An outline of this type was already discussed in Camp David in July 2000 (and was rejected by Yasser Arafat). It was reworked and tightened in a version presented by President Bill Clinton that December. The Saudi initiative is not too far from these proposals, and, it will be recalled, Olmert spoke of it in a positive tone. In other words, no earth-shattering surprises are expected from the parties in the negotiations on the final-status agreement; the main points are already known. What is needed, first and foremost, is the willingness and courage to attain an agreement.

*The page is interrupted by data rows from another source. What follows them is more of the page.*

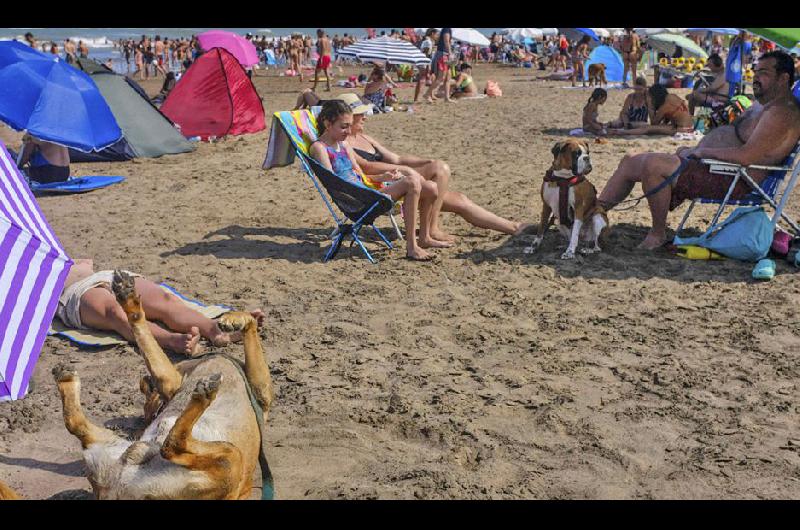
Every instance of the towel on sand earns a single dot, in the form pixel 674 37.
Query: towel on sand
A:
pixel 93 337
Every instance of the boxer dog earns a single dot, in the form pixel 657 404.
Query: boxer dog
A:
pixel 597 74
pixel 570 198
pixel 203 439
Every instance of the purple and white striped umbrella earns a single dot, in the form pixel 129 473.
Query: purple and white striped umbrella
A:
pixel 33 267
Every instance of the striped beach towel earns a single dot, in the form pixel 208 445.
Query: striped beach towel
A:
pixel 33 267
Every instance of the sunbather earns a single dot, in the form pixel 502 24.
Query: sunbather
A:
pixel 374 159
pixel 635 111
pixel 764 134
pixel 669 115
pixel 48 162
pixel 334 122
pixel 87 302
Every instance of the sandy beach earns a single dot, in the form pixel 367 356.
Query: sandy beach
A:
pixel 489 373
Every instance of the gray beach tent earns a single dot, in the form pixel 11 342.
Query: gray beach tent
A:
pixel 146 132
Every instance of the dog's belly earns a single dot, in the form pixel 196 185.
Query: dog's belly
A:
pixel 229 418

Over the generations, the Israeli leadership has made do with foreplay while being afraid to reach the goal (with the exceptions of Yitzak Rabin, who lost his life over the goal, and Ehud Barak, who lost the government). And the entire society has made do in this way as well. When Julius Caesar crossed the Rubicon, he broke a sacred taboo; he brought his army into a forbidden zone intended to protect the Roman Republic. Ever since, his act has symbolized a step from which there is no return.

Israeli society, in contrast, is afraid to fundamentally change the reality it created in Judea and Samaria. The surveys released over the weekend show that the public continues to prefer the status quo over change. According to the current mood, the right wing is much larger than the center-left. A Haaretz-Dialog poll shows 74 seats going to the right and 46 to the center and left. According to a Dahaf-Yedioth Ahronoth poll, 68 go to the right, 48 to the center and left, and 4 are undefined.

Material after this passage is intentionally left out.